High Availability and Disaster Recovery With SQL Server Standard Edition

High Availability and Disaster Recovery With SQL Server Standard Edition

There are many ways to setup High Availability and Disaster Recovery, most of which are focused on SQL Server Enterprise edition.  However, the licensing for Enterprise edition gets costly fast.  One less talked about approach to building a cost-effective HA/DR solution is building a failover cluster instance using SQL Server Standard with SIOS Datakeeper.

SQL Server Standard edition over SQL Server Enterprise edition

Not every application and database need all the features of SQL Enterprise edition so why pay for those features if you aren’t using them.  SQL Server Standard edition is a powerful database management system that costs almost one quarter the cost of SQL Server Enterprise edition.  If your application and database can run within the confines of SQL Server Standard edition there are some significant cost savings that can be made.  Straight Path has even helped customers migrate from Enterprise to Standard edition with no impact to performance.  This saved the customer money in license fees and in some cases created a better HA/DR configuration.

As you can see in the table below the cost savings between Enterprise and Standard is about $20,000 on a 4-core server.  For argument’s sake, if you currently have a Failover cluster with SQL Server Enterprise and you wanted to migrate to SQL Server Standard with SIOS; all told you’re saving about $15000.  I have yet to come across an accountant that doesn’t want to save money.   You may even be able to talk your boss into throwing you 1-2% of those savings so you can take the family out for a nice dinner.

 CPU CountEnterpriseStandardSIOS License
*- The standby node doesn’t cost extra because only 1 node in the cluster is running SQL at any given time.

SIOS Datakeeper

Now let’s talk about SIOS Datakeeper and what it does.   SIOS Datakeeper is a third-party tool that is installed on your SQL Server and is responsible for keeping the drives on your secondary server in sync with the drives on your primary server.   SIOS does this by locking the drives on the secondary server and using storage level replication from your primary server over to your secondary server to keep the drives in sync.   This way your secondary server is always ready to become the primary server to host your instance of SQL Server.

Failover clustering with SQL Server and SIOS DataKeeper

One key part of this configuration is your SQL Servers are part of a Failover Cluster install.  SQL Server Standard edition can be used in a failover cluster with the main limitation being that you can only have 2 nodes in the SQL cluster.  Most configurations are perfectly fine having only 2 nodes because the second server is there in case something happens to the primary server, or you want minimal down time for server patching.  

For the purposes of this article, I will skip over all the details of building a Windows cluster and installing SQL Server.  Instead, I will highlight the important differences when using SIOS Datakeeper.  

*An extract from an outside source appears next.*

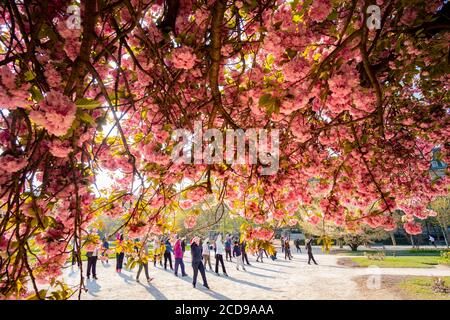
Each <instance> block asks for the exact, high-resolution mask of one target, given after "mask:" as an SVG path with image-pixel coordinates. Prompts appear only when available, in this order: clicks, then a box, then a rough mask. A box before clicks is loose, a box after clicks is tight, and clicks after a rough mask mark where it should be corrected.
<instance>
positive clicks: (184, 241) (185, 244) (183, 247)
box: [181, 238, 186, 253]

  1. Each server in the cluster needs it own set of drives.
  2. When you are adding the servers into the cluster you do not want to add all available storage.  SIOS will handle adding the storage into the cluster during the install and configuration.  
  3. After the Windows servers are clustered is when you want to install and configure SIOS.  This is important because when installing a failover cluster instance of SQL it needs drives that are part of the cluster.  

One point I really want to emphasize is that each server needs its own drives.   This is an important detail because it allows you to have a failover cluster that does not have a shared storage component.    The traditional failover cluster requires that the servers have access to the same storage volumes.  With SIOS Datakeeper the shared storage requirement is removed, and this allows you to enhance your disaster recovery plans.   One key benefit of not needing shared storage is you can build a failover cluster in the cloud.

Bringing it all together

Here is an example of how we can put these two technologies together.   For a moment pretend your primary datacenter is in an area that is prone to tornadoes.   If you have a traditional failover cluster configured in your datacenter what happens if the datacenter loses power?  Or worse, what if the datacenter is in the path of destruction?  If both servers are in the same physical location because they need access to shared storage, the redundancy of a failover cluster isn’t very helpful.   If I were in this scenario, I would be doing regular testing of the companies restore strategy because eventually you’re going to need it.  An alternative scenario is you have a second server in a datacenter which is 50+ miles away that is being kept in sync with SIOS Datakeeper.  The likelihood of both datacenters being hit by the same storm is dramatically reduced because they are geographically disbursed.  Now, I’m not advocating working during a tornado because if you live in an area that is frequented by tornados you should be taking shelter with your loved ones.   But, if you were out of the storms path and you had connectivity into your datacenter you could fail the cluster over and your company’s data would be out of harms way.

There are many ways in which you can build a reliable HA/DR configuration; for example you could do something similar with Availability Groups and SQL Server Enterprise edition.  The problem is not everyone wants to, or can, pay for SQL Server Enterprise edition and more importantly not everyone needs Enterprise.   What everyone does need though is a rock solid disaster recovery plan.   Using SQL Server Standard edition with SIOS is one of the ways we help our clients to: save money, build a highly available environment, and have a rock solid disaster recovery plan.